自殺と精神疾患の関連は意外と知られていません。しかしWHOの調査でも自殺された時点において精神疾患の診断がつくという人は98%にのぼります。もともと何らかの精神疾患や精神障害を抱えていた人も含まれていますが、ほとんどの人が自殺される時点においては精神疾患があると診断できる状態だったということです。特にうつ病は自殺ともっとも結びつきが強いといわれています。
うつ病はここ数年で広く知られるようになりました。しかし本当の意味でうつ病が知られているかというと、私は疑問に思っています。たとえば市民講演会や企業でのメンタルヘルス研修などで「うつ病を知っていますか?」と尋ねると、全員が手を挙げられます。次に「仕事に失敗したりイヤなことがあって落ち込んだりすることと、うつ病の違いがわかりますか?」と尋ねると、まず1人も手が挙がりません。このことからもわかるように、「知っている」と「わかっている」とは違います。正常範囲の落ち込みとうつ病の落ち込みの違いがわからなければ、うつ病が「わかった」とは言えないのです。
sub_ttl00.gif 正常範囲の落ち込みとうつ病の違いとは?

 

 

それでは正常範囲の落ち込みとうつ病との違いとは何でしょう。うつ病にいたるまでの背景にはさまざまな要因があります。たとえば失業による経済的困窮や夫婦、親子、男女など対人関係のもつれ、過重労働を始めとする職場の問題などです。こうした状況に陥れば誰でも落ち込みますが、しばらくするとまた元気を取り戻せるものです。しかし当たり前のレベルを超えてしまう人たちがいます。

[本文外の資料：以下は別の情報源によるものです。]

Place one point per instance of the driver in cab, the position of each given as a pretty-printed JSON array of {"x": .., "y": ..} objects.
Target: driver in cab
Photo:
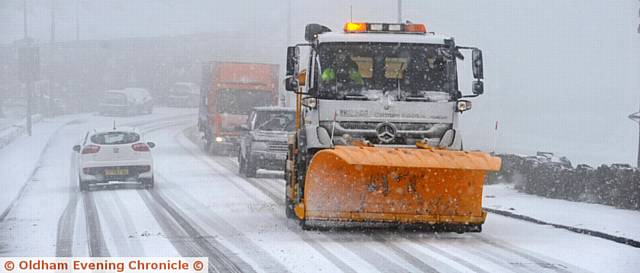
[{"x": 343, "y": 73}]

そしてなかには自殺しようとする人たちも出てくるのです。
問題は、落ち込みのレベルが当たり前を超えているかいないかの区別が難しいことです。私はいつも2つのポイントに絞ってお話ししています。ひとつは睡眠です。通常、疲れていると人はよけいに眠ります。疲れたから布団に入るなり寝てしまったとか、朝になってもまだ眠くて起きられないという状態です。ところがある一線を超えると、疲れているのに眠れなくなります。
もうひとつは好きなことを楽しめるかどうかです。正常範囲の落ち込みであれば、たとえば仕事で疲れ切ってしまっても週末に好きなスポーツや映画鑑賞などを楽しむことができます。しかしある一線を超えると、好きなことも楽しめなくなります。
疲れているのに眠れない、好きなことも楽しめないといった症状が1週間2週間と続けば、いわゆる病的な状態になってきていると推測されます。身近な人がさまざまな事情で落ち込んでいる時は、ぜひこのポイントを意識して見守ってください。そして長く続く時はかかりつけ医や精神科医の受診を勧めてください。

 

sub_ttl00.gif さまざまな要因が重なってうつ病を引き起こす

 

うつ病は誰でもかかる可能性がありますが、さまざまな研究から「なりやすい人」がいることがわかっています。リンカーンやアインシュタイン、マーラーといった有名な政治家や芸術家、科学者もうつ病を患っていました。「執着性格」といいますが、責任感が強く、寝ても覚めてもひとつのことを考え続けるタイプで、それだけに精神的に疲れやすいのです。
また、社交的で明るく、一見うつとは無縁に思われる人にも実は多くみられます。少し感情に波があり、元気で明るい時と寂しくなってしまう時とが交互にあるため「循環性格」といいます。寂しい気分の波に大きく影響を受け、うつ病になることがあります。
さらに高血圧や糖尿病になりやすい体質があるように、うつ病になりやすい体質もあります。このように性質や体質に心理的、身体的、環境的要素が加わった状態が続き、あるレベルを超えると脳内で感情や意欲をコントロールしている神経伝達物質の働きが悪くなります。この状態がうつ病です。脳の機能に問題が生じているので、励ましたり気分転換をしたからといって治りません。体の病気と同じように、治療が必要です。そして症状のひとつとして、自殺したくなる気持ち(自殺念慮)が起こることがあるのです。
うつ病による自殺には、アルコールとの関連もあります。アルコールには衝動性を高める作用があります。うつ病の人がアルコールを飲むことで、自殺したいという気持ちを抑えられなくなってしまうのです。

 

sub_ttl00.gif 人間を孤立させない社会が自殺を防ぐ

 

ここ数年、自殺予防の観点からうつ病対策がとられてきました。もちろん重要なことですが、まずは「うつ病にならずにすむ社会」であることが大切です。正常範囲の落ち込みからうつ病になる人、そしてうつ病になって自殺してしまう人に共通しているのは「孤立」と「絶望」です。うつ病になりにくい、あるいはうつ病からの自殺を防ぐためには、人間を孤立させない社会であることがもっとも大切なことでしょう。個の確立は日本人の大きなテーマでしたが、個の確立イコール孤独ではありません。一人ひとりの人間が独立したうえで社会や人とつながっていけるような仕組みが求められています。